Ma la tristezza è insita nell'uomo e riesce a fare il suo lavoro anche quando si nasconde da commedia. La malinconia non va scacciata, poiché permette di andare oltre, a chi mi legge dico sempre di provare ad andare oltre, qualsiasi cosa amino essere o fare. Non importa da dove si parte, quello che conta è il punto di arrivo. Allargare i propri orizzonti e superare i propri limiti.
Non pubblico molti elementi in questo blog o meglio non lo faccio a scadenze serrate. Non ho creato questo luogo con l'intento di aprire una testata informativa, né con quello di farmi notare. Più che un articolista mi ritengo un appassionato esattamente come chi mi segue e cerco di diffondere la mia parte di conoscenza. Credo non serva a nulla sapere qualcosa e tenerlo per sé. Ho sempre cercato di mettere al servizio degli altri quello che sapevo, poiché credo che tra le cose più subdole e meno belle della vita ci sia quella di nascondere, trattenere, celare per egoismo o insicurezza. Io non sono un intellettuale, forse perché rifuggo da questo termine e credo che non vada applicato nello studio di nessuna forma d'arte, di filosofia o di religione. E queste forse sono le uniche cose che in questa vita mi interessano sul serio. Ho studiato critica di cinema ma non ho mai giudicato nessun film secondo regole prestabilite o in modo accademico. Non credo nel natale ma come diceva Joseph Heller quando sarò grande voglio essere un bambino. 

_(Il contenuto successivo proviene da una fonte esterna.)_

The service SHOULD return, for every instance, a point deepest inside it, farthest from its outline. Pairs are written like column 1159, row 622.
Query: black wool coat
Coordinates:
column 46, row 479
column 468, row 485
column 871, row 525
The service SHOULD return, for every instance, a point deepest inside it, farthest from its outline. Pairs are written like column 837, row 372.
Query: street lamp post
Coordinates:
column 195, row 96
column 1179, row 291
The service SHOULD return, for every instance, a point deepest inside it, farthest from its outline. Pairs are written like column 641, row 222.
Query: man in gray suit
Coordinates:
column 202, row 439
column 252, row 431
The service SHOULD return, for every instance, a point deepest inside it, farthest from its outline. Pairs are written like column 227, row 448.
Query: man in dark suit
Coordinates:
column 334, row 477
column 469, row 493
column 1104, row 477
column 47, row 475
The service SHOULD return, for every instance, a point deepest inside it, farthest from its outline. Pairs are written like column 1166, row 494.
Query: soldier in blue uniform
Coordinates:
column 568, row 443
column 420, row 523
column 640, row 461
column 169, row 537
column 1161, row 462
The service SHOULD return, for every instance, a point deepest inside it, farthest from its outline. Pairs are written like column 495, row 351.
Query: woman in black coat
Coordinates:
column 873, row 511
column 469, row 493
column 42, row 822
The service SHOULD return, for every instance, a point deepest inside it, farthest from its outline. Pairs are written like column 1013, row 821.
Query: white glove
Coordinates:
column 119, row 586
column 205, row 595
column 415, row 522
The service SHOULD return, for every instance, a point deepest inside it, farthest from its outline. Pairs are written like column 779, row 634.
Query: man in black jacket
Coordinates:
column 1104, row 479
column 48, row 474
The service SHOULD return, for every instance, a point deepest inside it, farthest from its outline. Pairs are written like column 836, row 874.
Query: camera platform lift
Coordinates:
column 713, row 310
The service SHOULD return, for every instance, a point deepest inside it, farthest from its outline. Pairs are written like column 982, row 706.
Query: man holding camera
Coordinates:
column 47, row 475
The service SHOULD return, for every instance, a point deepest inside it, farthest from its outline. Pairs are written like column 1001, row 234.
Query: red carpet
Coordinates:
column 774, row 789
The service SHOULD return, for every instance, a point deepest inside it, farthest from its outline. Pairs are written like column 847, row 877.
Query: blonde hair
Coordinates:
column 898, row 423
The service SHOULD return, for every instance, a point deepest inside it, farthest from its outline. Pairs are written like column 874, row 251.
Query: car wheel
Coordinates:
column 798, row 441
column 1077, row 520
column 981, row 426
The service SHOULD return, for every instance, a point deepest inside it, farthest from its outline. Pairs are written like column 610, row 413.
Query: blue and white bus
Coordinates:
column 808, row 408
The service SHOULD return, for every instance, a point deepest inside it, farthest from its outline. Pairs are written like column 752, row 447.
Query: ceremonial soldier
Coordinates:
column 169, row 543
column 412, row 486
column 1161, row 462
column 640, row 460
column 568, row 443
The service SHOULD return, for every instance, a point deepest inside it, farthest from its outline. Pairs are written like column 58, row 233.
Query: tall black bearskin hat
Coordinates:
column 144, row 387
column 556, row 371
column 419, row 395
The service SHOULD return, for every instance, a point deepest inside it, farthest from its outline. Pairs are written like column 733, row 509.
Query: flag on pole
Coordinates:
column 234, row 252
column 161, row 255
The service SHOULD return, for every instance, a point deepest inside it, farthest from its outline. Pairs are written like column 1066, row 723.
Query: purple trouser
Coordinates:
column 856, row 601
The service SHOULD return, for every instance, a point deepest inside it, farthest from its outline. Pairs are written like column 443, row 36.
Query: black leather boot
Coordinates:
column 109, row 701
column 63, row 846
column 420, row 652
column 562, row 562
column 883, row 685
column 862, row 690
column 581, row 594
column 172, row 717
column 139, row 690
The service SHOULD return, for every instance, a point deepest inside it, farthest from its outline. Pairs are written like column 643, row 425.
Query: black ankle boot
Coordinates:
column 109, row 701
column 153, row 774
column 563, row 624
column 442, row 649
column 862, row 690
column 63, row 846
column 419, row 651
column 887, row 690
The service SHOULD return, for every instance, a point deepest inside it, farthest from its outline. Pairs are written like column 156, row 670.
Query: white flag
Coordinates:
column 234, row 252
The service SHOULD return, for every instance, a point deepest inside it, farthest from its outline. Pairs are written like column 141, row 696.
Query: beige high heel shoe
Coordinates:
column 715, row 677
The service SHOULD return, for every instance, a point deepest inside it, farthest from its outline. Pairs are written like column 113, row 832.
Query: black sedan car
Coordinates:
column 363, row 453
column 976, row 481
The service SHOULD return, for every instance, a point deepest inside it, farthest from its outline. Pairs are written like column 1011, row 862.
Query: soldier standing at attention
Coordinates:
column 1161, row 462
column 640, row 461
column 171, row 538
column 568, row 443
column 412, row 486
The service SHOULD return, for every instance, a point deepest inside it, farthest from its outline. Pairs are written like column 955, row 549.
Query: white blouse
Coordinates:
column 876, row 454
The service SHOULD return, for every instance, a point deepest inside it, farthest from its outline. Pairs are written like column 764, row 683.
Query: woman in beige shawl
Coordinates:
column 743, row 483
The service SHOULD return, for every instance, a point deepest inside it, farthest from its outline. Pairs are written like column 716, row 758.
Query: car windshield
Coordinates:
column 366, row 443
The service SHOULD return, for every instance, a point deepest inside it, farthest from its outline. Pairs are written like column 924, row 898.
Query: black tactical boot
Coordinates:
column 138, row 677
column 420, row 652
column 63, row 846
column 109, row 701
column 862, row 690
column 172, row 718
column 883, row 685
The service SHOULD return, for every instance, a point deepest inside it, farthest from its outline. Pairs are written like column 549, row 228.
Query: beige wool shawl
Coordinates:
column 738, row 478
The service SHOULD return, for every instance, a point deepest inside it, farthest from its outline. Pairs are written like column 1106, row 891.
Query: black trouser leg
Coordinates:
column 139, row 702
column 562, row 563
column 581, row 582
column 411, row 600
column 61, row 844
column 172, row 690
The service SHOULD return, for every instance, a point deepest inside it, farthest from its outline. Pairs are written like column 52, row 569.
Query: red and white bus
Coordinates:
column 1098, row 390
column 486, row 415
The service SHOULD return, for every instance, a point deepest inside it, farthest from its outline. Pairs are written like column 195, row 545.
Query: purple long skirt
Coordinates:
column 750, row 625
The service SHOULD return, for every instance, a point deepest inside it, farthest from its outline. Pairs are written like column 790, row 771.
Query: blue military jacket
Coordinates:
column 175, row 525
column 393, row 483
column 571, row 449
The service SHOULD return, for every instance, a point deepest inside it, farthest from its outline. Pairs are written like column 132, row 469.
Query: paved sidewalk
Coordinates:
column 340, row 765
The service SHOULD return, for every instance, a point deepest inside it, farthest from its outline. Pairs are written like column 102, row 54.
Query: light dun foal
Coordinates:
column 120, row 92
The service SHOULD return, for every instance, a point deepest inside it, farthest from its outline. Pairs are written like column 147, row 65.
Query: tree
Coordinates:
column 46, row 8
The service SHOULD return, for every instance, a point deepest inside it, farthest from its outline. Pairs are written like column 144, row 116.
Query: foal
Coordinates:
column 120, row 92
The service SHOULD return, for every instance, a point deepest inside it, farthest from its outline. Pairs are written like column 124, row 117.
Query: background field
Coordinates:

P.S. La foto in alto a destra è tratta da "Remember When?", divertente, struggente commedia del grande Harry Langdon, l'Elfo piccolo e innocente, simbolo dell'unica sola e incantevole umana utopia non contaminata, la quale forse un giorno in cui tutti saremo altro, riuscirà, proverà a sfiorare le stelle. Questa breve, piccola commedia del 1925 racchiude molta della poesia del suo protagonista, di cui fra pochissimi giorni ricorreranno i 70 anni dalla scomparsa e che ho approfittato, con affetto, di ricordare.